In response thereto, defendants argued that it was not a permanent injunction, but rather a temporary restraining order, and that the T.R.O. restrained only the sale of the property. This is a correct recitation of the evidence contained in the record. The sale was stopped and plaintiffs made full payment of the debt, thus stopping the seizure process. It is apparent from the record that plaintiffs did in fact owe the debt and had missed payments prior to the commencement of the executory proceedings.

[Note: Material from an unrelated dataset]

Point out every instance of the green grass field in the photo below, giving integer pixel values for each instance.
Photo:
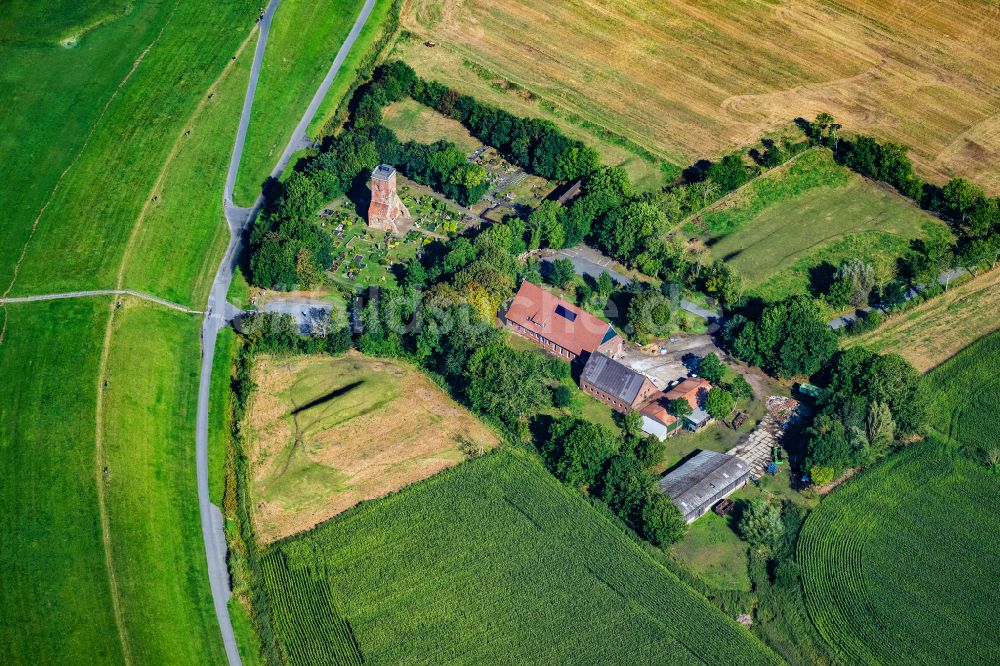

Turning to the second issue, we note that defendants introduced the deposition of Henry O’Connor, the attorney-notary who had prepared both the mortgage and the note. O’Connor testified that the “variance” was not a variance as such but rather was a typographical error. While we hesitate to say that the substitution of a totally different word, as opposed to a misspelling, is a typographical error, this court need not make such a pronouncement. Apparently, the trial judge concluded that it was a typographical error based upon a credibility call in favor of O’Connor. The trial judge believed O’Connor’s testimony that the variance was a typing error. In instances such as this, the appellate court is bound by the rules of Canter v. Koehring Co., 283 So.2d 716 (La. 1973); Arceneaux v. Domingue, 365 So.2d 1330 (La. 1978). Accordingly, we cannot say that the trial judge was manifestly erroneous in this case. We further note that under R.S. 13:4104, the existence of a typographical error does not affect the validity of executory process.

For the reasons discussed, the judgment of the district court is affirmed.

AFFIRMED.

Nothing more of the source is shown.